February 28, 2008 (Lecture 13)

Agreement In Light of Failure Isn't Easy: Two Classic Problems

This semester we've spent a good bit of time discussing the construction of fault-tolerant systems and the robustness of algorithms in light of failure. But we've never really stopped and taken a good look at the nature of failures themselves.

Today we'll discuss two classic problems, the Two Armies Problem and the Byzantine Generals Problem. These problems illustrate communications failures and processor failures, respectively.

The Two Army Problem

Consider two waring armies, the Red Army, and the Blue Army. The Blue Blue Army is camping in a mountain valley. The Red Army, while larger and more powerful, is divided into two groups hiding in the surrounding mountains.

If the two Red Army platoons attack the Blue Army together and at exactly the right time, they will prevail.
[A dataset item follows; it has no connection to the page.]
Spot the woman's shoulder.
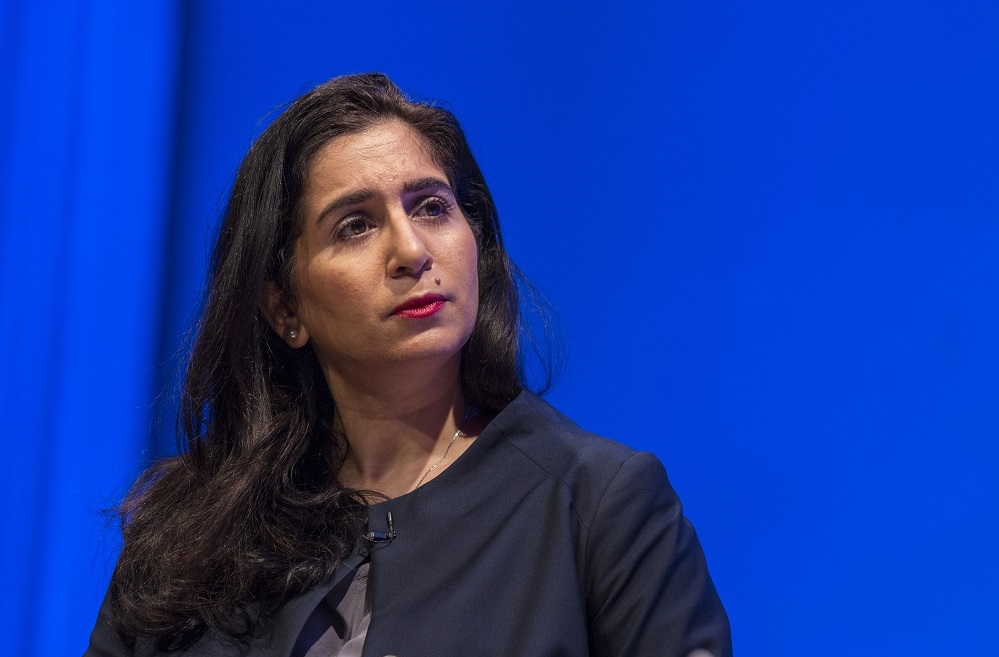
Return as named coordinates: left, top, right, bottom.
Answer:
left=493, top=391, right=667, bottom=504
The longer they wait, the more surpised the Blue Army will be by the attack. But if they wait too long, they will run out of supplies, grow weak, and starve. The timing is critical. But if they are not coordinated, they will surely lose. They must attack at exactly the same time.
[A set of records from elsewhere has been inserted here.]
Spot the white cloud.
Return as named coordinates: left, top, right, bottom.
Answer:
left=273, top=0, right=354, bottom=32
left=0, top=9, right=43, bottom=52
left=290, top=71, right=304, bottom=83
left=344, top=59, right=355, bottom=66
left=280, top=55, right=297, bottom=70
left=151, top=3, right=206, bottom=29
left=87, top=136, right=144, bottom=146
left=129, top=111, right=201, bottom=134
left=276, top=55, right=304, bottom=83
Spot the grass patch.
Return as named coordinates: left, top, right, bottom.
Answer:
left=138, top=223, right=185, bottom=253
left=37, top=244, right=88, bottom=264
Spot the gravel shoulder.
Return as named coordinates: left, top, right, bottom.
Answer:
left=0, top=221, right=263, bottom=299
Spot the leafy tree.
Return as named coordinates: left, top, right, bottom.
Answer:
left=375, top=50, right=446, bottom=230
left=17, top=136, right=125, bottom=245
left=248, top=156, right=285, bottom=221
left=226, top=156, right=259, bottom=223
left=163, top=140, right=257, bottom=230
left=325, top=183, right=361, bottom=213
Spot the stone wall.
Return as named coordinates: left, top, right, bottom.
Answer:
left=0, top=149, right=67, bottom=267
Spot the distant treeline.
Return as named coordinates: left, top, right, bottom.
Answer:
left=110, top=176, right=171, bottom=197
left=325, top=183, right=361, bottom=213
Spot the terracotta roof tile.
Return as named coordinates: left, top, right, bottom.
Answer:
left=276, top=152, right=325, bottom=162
When the time is right R1 will send a messenger to R2 that says, "Attack at dawn!" But R1 may become concerned that R2 did not get the message and consequently not attack. If that happens, R1 will be defeated. Alternately, R2 may become concerned that R1 will beocme concerned, so they may not attack, leaving R1 to be defeated in solitude.

So what if they agree that the recipient of the message, R2, will return an ACK to the sender, R1? This is just one level of indirection. The R2 may become concerned that the ACK was lost and not attack. Or R1 may become concerned that R2 became concerned and did not attack. This problem can't be solved by ACK-ACK, or even ACK-ACK-ACK-ACK -- more ACKs just add more levels of indirection, but the same problem remains.

Another issue might be fake messages. What if the Blue Army sent an imposter to deliver a message to R2 telling them to attack too early. They would be defeated if they followed it. But if they did not obey messages for fear that they were fraudulant, R1 would be defeated when they did attack, even after advising R2. This fear might also prompt an army from acting upon a perfectly valid message.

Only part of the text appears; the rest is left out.